Best practice for embedding arbitrary JSON in the DOM?

This method of embedding json in a script tag has a potential security issue. Assuming the json data originated from user input, it is possible to craft a data member that will in effect break out of the script tag and allow direct injection into the dom. See here:

http://jsfiddle.net/YmhZv/1/

Here is the injection

<script type="application/json" id="stuff">
{
    "unicorns": "awesome",
    "abc": [1, 2, 3],
    "badentry": "blah </script><div id='baddiv'>I should not exist.</div><script type="application/json" id='stuff'> ",
}
</script>

There is just no way around escaping/encoding.


As a general direction, I would try using HTML5 data attributes instead. There's nothing to stop you putting in valid JSON. e.g.:

<div id="mydiv" data-unicorns='{"unicorns":"awesome", "abc":[1,2,3]}' class="hidden"></div>

If you're using jQuery, then retrieving it is as easy as:

var stuff = JSON.parse($('#mydiv').attr('data-unicorns'));

See Rule #3.1 in OWASP's XSS prevention cheat sheet.

Say you want to include this JSON in HTML:

{
    "html": "<script>alert(\"XSS!\");</script>"
}

Create a hidden <div> in HTML. Next, escape your JSON by encoding unsafe entities (e.g., &, <, >, ", ', and, /) and put it inside the element.

<div id="init_data" style="display:none">
        {&#34;html&#34;:&#34;&lt;script&gt;alert(\&#34;XSS!\&#34;);&lt;/script&gt;&#34;}
</div>

Now you can access it by reading the textContent of the element using JavaScript and parsing it:

var text = document.querySelector('#init_data').textContent;
var json = JSON.parse(text);
console.log(json); // {html: "<script>alert("XSS!");</script>"}

I think your original method is the best. The HTML5 spec even addresses this use:

"When used to include data blocks (as opposed to scripts), the data must be embedded inline, the format of the data must be given using the type attribute, the src attribute must not be specified, and the contents of the script element must conform to the requirements defined for the format used."

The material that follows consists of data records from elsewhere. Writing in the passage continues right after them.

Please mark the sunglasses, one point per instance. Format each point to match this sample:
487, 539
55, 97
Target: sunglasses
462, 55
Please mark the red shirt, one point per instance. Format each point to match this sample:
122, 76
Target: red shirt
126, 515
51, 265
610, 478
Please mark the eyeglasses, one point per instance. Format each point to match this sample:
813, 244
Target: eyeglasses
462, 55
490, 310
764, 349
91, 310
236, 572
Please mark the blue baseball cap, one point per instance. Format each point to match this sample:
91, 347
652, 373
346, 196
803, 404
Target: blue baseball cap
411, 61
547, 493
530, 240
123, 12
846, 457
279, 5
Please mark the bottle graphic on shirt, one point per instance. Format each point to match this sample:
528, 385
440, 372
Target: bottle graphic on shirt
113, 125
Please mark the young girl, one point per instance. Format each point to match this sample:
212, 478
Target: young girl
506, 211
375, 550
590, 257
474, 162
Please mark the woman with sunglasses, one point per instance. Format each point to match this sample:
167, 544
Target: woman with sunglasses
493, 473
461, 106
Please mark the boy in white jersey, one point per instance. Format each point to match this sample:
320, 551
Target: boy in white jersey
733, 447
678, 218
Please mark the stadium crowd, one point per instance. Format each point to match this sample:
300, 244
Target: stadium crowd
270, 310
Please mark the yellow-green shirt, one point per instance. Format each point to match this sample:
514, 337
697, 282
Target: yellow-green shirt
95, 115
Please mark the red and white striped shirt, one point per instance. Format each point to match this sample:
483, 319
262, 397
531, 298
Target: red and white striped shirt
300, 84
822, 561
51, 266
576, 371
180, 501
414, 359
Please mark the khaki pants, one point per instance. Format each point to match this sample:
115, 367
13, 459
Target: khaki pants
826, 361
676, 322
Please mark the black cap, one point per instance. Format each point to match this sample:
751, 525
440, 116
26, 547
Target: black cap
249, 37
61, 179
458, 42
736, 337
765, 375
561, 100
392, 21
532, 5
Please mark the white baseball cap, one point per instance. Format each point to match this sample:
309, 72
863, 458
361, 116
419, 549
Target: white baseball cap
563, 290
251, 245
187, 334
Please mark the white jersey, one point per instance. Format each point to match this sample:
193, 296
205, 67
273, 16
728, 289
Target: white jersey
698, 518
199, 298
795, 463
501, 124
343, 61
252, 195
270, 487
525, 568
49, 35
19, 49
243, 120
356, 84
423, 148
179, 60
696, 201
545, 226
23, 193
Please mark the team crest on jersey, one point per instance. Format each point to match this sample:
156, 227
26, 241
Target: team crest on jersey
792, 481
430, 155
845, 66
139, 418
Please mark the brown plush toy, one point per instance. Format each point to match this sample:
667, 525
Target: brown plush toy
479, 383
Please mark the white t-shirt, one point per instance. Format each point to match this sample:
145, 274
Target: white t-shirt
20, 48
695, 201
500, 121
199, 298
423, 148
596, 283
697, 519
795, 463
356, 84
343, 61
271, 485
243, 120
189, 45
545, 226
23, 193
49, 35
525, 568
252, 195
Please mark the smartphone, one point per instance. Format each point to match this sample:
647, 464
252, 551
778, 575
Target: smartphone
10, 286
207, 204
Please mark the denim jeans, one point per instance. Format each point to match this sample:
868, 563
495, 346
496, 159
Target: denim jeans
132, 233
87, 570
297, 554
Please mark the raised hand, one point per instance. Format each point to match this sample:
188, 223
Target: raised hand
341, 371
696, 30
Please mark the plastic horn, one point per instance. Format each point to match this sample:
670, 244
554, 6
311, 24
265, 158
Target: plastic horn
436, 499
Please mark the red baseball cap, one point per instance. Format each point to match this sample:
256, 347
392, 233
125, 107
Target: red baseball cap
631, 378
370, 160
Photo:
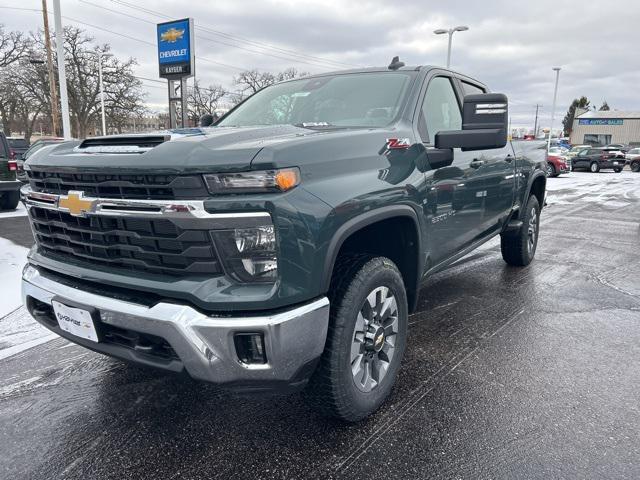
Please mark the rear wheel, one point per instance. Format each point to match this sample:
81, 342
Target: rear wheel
519, 247
366, 339
10, 200
551, 170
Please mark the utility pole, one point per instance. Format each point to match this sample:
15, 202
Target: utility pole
535, 124
62, 74
553, 109
53, 91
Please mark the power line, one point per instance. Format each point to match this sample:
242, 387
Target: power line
308, 59
124, 35
208, 39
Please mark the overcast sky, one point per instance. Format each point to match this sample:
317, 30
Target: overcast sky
510, 45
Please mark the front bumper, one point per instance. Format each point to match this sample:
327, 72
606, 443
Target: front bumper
204, 344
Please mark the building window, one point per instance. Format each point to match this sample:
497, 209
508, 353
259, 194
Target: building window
596, 139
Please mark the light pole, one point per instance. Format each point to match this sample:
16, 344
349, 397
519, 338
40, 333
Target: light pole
62, 74
100, 57
450, 31
553, 108
53, 91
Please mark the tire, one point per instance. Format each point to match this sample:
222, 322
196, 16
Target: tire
519, 247
336, 388
550, 170
10, 201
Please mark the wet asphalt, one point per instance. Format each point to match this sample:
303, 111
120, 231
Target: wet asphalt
509, 373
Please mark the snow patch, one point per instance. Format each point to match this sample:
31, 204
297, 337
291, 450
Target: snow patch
12, 259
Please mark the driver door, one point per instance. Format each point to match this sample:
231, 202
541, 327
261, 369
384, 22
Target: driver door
454, 205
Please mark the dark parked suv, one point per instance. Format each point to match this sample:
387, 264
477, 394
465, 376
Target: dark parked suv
9, 186
596, 159
285, 246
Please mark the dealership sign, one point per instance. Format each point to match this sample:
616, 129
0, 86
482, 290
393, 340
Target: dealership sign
175, 48
600, 121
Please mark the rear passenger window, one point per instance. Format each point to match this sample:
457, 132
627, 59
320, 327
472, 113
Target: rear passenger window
470, 89
440, 109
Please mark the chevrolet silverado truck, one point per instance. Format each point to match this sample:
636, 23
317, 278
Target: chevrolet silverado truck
9, 185
285, 246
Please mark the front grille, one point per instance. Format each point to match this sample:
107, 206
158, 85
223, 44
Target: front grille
134, 244
147, 187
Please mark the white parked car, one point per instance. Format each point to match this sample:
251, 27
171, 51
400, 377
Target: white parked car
633, 159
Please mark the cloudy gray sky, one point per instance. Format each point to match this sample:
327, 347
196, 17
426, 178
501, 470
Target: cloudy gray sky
511, 45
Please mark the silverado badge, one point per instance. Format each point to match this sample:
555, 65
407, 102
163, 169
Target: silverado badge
75, 203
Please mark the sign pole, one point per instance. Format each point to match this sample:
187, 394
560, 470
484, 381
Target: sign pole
176, 61
184, 103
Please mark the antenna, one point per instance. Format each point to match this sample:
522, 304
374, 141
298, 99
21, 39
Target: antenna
396, 63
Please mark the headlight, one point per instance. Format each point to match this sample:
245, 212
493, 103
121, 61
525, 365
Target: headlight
253, 182
249, 254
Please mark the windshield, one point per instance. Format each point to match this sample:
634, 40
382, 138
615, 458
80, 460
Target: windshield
18, 142
350, 100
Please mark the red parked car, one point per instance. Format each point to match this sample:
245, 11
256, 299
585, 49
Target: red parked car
556, 164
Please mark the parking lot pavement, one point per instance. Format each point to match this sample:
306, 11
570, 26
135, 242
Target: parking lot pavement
509, 373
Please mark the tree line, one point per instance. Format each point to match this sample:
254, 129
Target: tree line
25, 99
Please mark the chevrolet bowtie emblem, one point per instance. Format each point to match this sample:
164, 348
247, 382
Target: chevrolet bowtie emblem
75, 203
172, 35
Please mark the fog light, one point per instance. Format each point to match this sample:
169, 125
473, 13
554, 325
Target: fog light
250, 348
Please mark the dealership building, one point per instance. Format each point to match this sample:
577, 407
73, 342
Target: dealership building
601, 128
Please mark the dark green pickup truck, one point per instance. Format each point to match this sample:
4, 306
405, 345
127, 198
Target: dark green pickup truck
285, 246
9, 186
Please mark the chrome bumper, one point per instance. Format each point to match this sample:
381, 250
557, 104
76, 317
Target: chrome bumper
205, 344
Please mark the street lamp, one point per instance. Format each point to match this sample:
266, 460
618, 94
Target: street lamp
553, 108
100, 57
450, 31
62, 74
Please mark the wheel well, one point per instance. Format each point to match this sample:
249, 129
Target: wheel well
537, 188
395, 238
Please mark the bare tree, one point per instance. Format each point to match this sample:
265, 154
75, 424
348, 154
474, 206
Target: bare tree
252, 81
203, 100
123, 92
13, 47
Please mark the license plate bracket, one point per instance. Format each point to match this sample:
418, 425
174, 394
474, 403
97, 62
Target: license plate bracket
79, 322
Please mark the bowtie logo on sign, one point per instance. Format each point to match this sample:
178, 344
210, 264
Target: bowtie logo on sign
172, 35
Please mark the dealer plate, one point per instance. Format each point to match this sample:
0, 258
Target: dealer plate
76, 321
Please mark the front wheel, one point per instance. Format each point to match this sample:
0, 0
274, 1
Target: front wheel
366, 339
519, 247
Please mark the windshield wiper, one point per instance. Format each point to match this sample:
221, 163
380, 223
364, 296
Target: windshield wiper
316, 125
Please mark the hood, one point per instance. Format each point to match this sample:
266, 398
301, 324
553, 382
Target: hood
198, 150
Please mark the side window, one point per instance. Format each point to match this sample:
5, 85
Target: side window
470, 89
440, 109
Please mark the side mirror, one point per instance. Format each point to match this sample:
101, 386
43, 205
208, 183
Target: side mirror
485, 120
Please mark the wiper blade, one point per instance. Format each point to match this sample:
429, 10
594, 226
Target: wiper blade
315, 125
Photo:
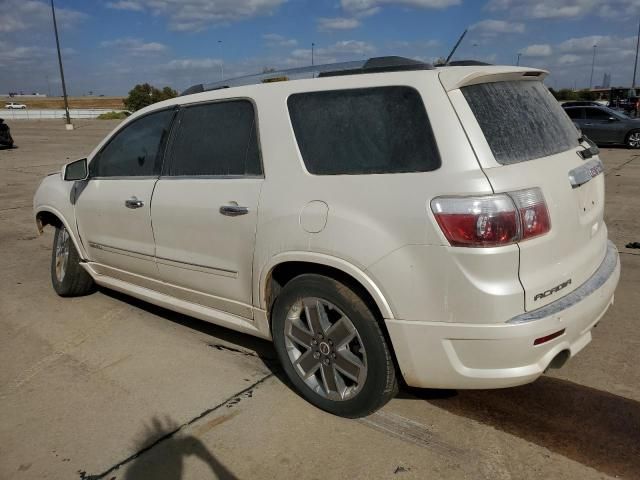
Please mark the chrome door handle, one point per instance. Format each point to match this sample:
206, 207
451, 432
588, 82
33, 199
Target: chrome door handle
133, 202
233, 210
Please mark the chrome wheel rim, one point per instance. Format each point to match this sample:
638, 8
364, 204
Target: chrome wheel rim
325, 349
62, 253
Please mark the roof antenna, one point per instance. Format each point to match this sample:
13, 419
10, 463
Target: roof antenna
455, 47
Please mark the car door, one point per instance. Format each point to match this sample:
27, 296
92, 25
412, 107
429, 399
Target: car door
205, 204
113, 206
602, 125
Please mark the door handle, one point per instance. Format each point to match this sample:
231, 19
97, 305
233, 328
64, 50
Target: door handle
133, 202
233, 210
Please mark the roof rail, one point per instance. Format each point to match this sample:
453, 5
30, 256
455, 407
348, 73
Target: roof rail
372, 65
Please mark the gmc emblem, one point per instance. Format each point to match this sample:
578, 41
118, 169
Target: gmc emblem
551, 291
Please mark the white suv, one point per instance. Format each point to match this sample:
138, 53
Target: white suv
375, 219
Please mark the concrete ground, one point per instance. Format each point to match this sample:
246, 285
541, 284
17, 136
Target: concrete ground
106, 386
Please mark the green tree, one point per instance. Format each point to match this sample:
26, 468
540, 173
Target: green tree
143, 95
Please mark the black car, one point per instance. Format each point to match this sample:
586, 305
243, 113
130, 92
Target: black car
5, 135
606, 126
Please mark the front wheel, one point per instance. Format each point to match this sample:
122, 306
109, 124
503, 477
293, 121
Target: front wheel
332, 347
633, 139
68, 277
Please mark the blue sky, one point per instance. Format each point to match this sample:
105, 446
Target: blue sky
109, 46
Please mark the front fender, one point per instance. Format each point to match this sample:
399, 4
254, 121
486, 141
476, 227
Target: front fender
54, 196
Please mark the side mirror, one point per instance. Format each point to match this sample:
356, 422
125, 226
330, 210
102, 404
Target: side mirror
74, 171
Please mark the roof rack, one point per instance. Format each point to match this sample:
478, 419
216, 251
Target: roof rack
372, 65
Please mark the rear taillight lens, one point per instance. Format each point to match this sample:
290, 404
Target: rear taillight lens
534, 216
492, 220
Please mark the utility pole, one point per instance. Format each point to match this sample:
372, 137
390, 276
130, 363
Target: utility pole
593, 64
69, 125
221, 62
635, 65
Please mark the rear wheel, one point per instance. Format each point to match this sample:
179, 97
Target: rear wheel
332, 347
633, 139
68, 277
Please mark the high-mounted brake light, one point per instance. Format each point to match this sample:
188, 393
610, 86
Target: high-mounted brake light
492, 220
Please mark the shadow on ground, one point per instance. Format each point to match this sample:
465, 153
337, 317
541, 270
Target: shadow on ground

Read here: http://dev.w3.org/html5/spec/Overview.html#the-script-element

You've done exactly that. What is not to love? No character encoding as needed with attribute data. You can format it if you want. It's expressive and the intended use is clear. It doesn't feel like a hack (e.g. as using CSS to hide your "carrier" element does). It's perfectly valid.